When I stopped at a red light with my window cracked, I heard a roaring chainsaw start up out of nowhere. I checked my rearview mirror but I was alone at the light plus no pedestrians were in eyesight. As the chainsaw revved, I looked around at a row of plywood sealed rundown houses but the otherwise quiet street did not offer a clue.
Once the chainsaw began sounding like it was having difficulty eating whatever it was being fed, goose bumps hiked on my forearms. As I waited for a green light, I became unnerved over not being able to discern the peculiar situation. Then to my immediate right, a plywood door swung open. A Mexican man walked to a curbside idle truck for tools. His egress exposed the underbelly of what was once a home for humans. Wood chips flew everywhere, raining down on my windshield like strange confetti.
I looked inside the vacant building.
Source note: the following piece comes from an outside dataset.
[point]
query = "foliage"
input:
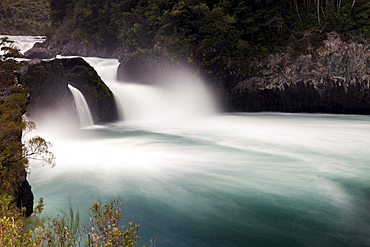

A lumberjack of a man worked on cutting down a huge tree that had almost outgrown the width of the building. To my astonishment, I looked up and confirmed that the tree also peeked out the dilapidated rooftop. It triumphed over its surroundings proving bigger than the house that once kept it prisoner.
I wondered what the perseverant tree must be thinking as it drew closer to its last carbon monoxide breath….humans for hire killing the only living thing on an entire block. Humm...this deeply rooted social worker drove on.